I couldn’t have said it better. I wholeheartedly agree!
I have never been to Mexico before, the journey and pictures you are sharing really makes me excited, maybe I should pay a visit sometime.
Oh Paul, I absolutely think that you should! If you choose any states or towns along our trajectory, please reach out and we’re happy to share some favorite spots in whatever area you choose. It is a land vibrant with color, saturated in living history, and rich with laughter. It has reframed my perspective at a time when shifting feels imperative.
Thanks, you are so kind, definitely on the schedule!
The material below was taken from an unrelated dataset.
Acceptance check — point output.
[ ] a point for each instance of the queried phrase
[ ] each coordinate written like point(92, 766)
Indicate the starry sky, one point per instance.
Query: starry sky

I think everything you have written here should be read by all bike travelers to Mexico. I’ve done Baja Divide, parts of it twice, and was humbled by the kindness of the people there, and can easily understand how we as foreigners can come into a country and not be respectful of them and not even know that we are doing so. Wishing you the best in your journey.
Wow, Mike. Thank you for your words and actions, they are very encouraging.
I have been exploring ways to get these messages into the mainstream bikepacking community. I think distilling it down and getting it onto a more focused platform will be the route but for now I’m still processing it all myself!